If your project is truly “engaging the conversation” about literacy acquisition, it must be speaking to Gee/Brandt/Alexander in at least one of these three ways: affirm, add, challenge. And you probably want to be doing at least two of these things. What do your peers think you might do here, based on the evidence you’ve provided in the draft? Is there other evidence in the narratives that you’ve left out of the draft so far? Be specific about what your narratives reveal and what you think your might say about literacy acquisition through that data?
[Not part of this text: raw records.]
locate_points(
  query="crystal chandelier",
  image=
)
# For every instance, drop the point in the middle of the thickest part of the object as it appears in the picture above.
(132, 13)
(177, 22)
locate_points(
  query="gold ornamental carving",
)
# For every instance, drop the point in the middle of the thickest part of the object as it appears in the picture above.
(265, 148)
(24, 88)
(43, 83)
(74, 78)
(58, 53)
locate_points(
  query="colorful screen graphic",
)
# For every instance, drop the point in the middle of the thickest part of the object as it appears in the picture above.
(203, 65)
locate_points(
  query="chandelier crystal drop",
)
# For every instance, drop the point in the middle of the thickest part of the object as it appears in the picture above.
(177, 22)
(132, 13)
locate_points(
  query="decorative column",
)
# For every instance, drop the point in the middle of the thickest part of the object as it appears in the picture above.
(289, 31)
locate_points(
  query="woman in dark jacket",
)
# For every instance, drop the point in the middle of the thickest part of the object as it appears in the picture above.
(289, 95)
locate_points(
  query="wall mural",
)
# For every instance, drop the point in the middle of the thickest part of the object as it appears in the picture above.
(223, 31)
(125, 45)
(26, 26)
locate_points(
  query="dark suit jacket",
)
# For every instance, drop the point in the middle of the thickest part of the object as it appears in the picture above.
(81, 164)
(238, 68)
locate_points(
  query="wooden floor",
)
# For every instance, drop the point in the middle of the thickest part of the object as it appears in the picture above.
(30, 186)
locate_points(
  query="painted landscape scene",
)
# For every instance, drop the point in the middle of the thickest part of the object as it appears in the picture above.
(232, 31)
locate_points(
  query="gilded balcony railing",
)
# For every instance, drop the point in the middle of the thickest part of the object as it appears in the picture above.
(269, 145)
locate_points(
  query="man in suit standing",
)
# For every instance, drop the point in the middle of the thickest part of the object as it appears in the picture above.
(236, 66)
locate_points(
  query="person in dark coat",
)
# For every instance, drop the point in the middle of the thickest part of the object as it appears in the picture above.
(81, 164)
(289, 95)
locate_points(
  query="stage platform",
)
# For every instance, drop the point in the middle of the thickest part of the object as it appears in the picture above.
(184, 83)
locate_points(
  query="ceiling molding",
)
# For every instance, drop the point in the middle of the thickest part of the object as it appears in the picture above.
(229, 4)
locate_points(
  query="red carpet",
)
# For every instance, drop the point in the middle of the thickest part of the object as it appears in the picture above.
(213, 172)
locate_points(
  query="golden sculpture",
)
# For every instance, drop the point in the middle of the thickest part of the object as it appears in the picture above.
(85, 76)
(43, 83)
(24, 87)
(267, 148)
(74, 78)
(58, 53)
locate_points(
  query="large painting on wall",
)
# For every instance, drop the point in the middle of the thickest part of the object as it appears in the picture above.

After reading my draft my peers and I discussed the stage of my draft where I would be affirming, adding, or challenging Gee and Brandt’s ideas. My peers suggested that I connect the literacy narrative stories with the ideas that Gee and Brandt present in their works. There is no other evidence in the literacy narratives that I have not used in the drafts so far however there is more effective ways to integrate the evidence in my draft. The narratives I chose to write about was Hannah Metta’s literacy narrative which incorporated Gee’s idea of apprenticeship and Brandt’s idea of sponsorship. Troy’s literacy narrative similarly to Hannah’s used the ideas of apprenticeship and sponsorship as main points in his literacy narrative. In the last literacy narrative written by Alexis Ouellette about the “Little Match Girl” she uses Gee’s concept of “mushfake”. I think in all three literacy narratives I will try and use the scholarly texts along with my opinion on the scholarly texts to try and clarify the stories being told in the literacy narratives.
Source introductions. Do your peers think you have enough “introduction” of G/B/A in the draft? Do you have too much? And what about your naming of the literacy narratives? Alexander offers little stories of her examples; Brandt offers richer descriptions so the reader has enough information to understand her analysis. In a short project, one should not repeat the details from the narratives, but the reader probably needs some description/context. What work do you have in this area?
I think my peers did a very good job of introducing the work of Gee, Brandt, and Alexander into their papers with and with some slight adjustments they can pull the full potential out of their quotes. I think I need to do a better job of less summary and more textual support in my paper to push my thoughts to the forefront. I think with using both the Barclay’s and TRIAC method to paragraph structure I can improve my paragraphs and get the most out of my analysis of the scholarly texts.
Evidence. We must have actual passages from both our scholarly sources and our literacy narratives. The scholarly sources help signal the conversation you’re engaging; the narratives are your support for the ways you’re engaging the conversation. It is entirely reasonable to need to find and consider additional narratives, to need to dig more deeply into those one is using, and even to read parts of Brandt or Alexander that are relevant to one’s project but were not originally assigned to the entire class! What do you need to do in this area?
I think I have a good variety of scholarly texts to allow me to talk about and analysis a plethora of information from both Gee and Brandt’s work. I think they both engage the text in different ways with both similarities in apprenticeship and sponsorship and differences in mushfake. There is a possibility in finding additional evidence in my literacy narratives that I think I should take the time to more deeply examine before my final draft.